28./29. März 09 // Zur Arbeit der deutsch-italienischen Historikerkommission

Die von den Regierungen Italiens und Deutschlands eingesetzte HistorikInnen-Kommission, die das Thema "Staatenimmunität" im Falle von Kriegsverbrechen und "Entschädigungszahlungen" an die Opfer dieser Kriegsverbrechen in den nächsten 3 Jahren wissenschaftlich bearbeiten soll, tagt erstmals an diesem Wochenende in der Villa Vigoni am Comer See. Die Villa Vigoni ist auf Betreiben der Rechtsanwälte von griechischen Opfern deutscher Kriegsverbrechen zum Zwecke der Eintreibung der von italienischen Gerichten zugesprochenen Entschädigung bereits zum Teil gepfändet worden.
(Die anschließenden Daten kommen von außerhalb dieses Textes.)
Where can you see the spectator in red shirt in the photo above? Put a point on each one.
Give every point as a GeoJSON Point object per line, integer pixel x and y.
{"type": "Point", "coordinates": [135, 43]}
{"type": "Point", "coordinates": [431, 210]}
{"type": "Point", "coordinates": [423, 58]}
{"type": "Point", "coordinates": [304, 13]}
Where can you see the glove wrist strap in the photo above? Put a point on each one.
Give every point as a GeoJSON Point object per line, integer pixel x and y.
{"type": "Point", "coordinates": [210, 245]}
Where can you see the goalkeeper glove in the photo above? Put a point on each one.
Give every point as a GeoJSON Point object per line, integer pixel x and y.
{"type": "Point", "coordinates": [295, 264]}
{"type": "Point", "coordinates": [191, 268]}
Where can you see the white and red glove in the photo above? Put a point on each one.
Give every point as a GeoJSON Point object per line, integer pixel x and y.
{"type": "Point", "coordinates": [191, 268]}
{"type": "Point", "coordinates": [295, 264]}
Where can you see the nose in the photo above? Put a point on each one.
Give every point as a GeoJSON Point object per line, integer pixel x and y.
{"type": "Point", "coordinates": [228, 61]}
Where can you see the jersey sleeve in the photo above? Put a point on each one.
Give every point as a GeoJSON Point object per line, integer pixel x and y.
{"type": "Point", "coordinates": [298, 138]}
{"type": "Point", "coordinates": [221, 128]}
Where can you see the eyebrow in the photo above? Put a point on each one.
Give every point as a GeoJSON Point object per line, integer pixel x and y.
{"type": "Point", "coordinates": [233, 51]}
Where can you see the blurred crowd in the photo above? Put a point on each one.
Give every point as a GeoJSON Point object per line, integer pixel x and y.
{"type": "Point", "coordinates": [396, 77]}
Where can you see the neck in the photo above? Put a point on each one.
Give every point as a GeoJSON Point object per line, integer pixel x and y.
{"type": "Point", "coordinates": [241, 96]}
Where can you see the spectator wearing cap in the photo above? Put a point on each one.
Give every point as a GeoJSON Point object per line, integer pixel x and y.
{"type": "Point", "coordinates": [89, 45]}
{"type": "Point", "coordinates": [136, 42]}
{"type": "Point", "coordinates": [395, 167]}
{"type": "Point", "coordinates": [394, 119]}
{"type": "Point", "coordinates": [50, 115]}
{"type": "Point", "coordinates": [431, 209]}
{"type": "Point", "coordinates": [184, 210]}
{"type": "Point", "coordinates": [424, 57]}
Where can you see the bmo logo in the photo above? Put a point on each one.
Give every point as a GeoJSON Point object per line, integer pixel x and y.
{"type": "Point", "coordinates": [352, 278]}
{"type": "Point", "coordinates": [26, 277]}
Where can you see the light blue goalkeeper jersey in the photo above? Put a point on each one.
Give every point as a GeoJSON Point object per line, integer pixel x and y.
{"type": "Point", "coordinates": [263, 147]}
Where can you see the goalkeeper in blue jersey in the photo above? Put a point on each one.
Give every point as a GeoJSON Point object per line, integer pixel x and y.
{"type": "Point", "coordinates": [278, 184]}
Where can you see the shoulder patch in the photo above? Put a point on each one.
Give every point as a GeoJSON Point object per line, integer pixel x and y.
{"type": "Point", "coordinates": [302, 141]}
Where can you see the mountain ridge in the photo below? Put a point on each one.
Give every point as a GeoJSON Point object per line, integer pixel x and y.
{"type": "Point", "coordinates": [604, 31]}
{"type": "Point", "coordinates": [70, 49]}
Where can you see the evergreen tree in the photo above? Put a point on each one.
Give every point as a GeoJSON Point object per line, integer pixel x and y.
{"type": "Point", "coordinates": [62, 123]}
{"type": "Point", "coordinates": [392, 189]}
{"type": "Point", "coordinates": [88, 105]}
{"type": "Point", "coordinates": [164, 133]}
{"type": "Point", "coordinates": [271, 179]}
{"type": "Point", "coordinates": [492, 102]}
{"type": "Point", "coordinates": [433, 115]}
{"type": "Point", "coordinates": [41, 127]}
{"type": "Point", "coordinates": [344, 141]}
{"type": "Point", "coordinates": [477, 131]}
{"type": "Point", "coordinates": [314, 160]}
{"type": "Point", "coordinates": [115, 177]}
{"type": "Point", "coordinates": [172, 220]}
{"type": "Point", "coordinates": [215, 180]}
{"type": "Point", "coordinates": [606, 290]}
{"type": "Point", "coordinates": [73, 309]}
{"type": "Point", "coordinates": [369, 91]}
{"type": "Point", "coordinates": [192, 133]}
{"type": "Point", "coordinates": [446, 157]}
Deutschland klagt wegen dieser Urteile vor dem Internationalen Gerichtshof in Den Haag, wobei sie sich auf die "Immunität der Staaten" auch im Falle von Kriegsverbrechen beruft. Die italienischen Gerichte hatten ihre Urteile zugunsten der Opfer damit begründet, dass es im Falle von Verbrechen gegen die Menschlichkeit keine "Staatsimmunität" geben könne.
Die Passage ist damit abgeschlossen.